Le voyage aux falaises - 1

Publié le par kate.rene

Jeudi, 8 heures, le Melvan avance difficilement, secoué par un flot chaotique et sur une mer houleuse dont la couleur sombre se confond avec le ciel gris et dont le remous incessant s’estompe progressivement en arrivant près de Quiberon. Le golfe est agité de grosses vagues dont les crêtes mousseuses sillonnent en tout sens la surface gris-bleu de l’océan dans un désordre aquatique harmonieux… Puis lentement, le ciel se déchire et un soleil généreux et chaud illumine le continent et l’eau. Nous sommes sur la terre ferme. Après un café-croissant à Penthièvre, sur cette bande de terre entre-deux-mers, nous avons rendez-vous avec le mystère des Alignements de Carnac.

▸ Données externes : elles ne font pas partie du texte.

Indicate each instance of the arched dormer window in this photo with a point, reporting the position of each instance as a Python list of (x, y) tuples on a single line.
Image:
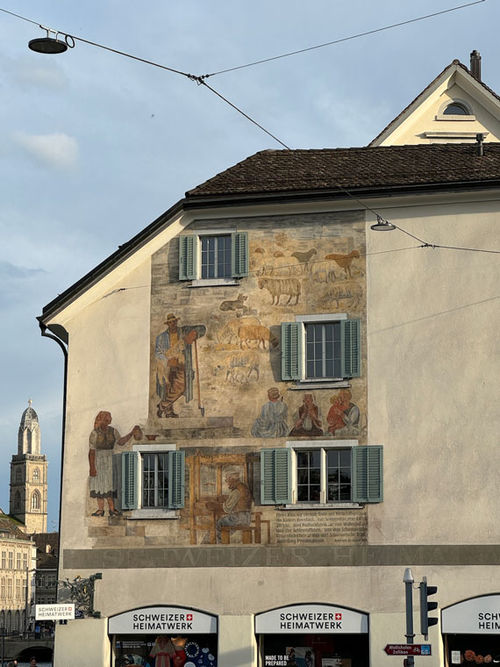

Visite guidée avec Matthieu, passionné et passionnant, du site où trois milles pierres levées et alignées, datant de 4 à 6000 ans avant J.C. et faites de ce granit qui affleure à la surface du sol par endroit, et qui pointent vers le ciel leur sommet et dont le POURQUOI reste une éternelle source de spéculations ; mais qui inspire un lieu cultuel ou de commémoration de cette humanité d’un autre âge ou de quelques dieux (païens, les meilleurs) avec ce souci de l’alignement qui pourrait aussi évoquer une construction délibérée d’un temple quelconque… De ces pierres érigées cinq mille ans nous contemplent ! Vertige temporel ! Retour dans notre temps avec un pique-nique de filets de bar froids (merci Patrick) chez Total, première station-service à la sortie de Vannes en direction de Rennes…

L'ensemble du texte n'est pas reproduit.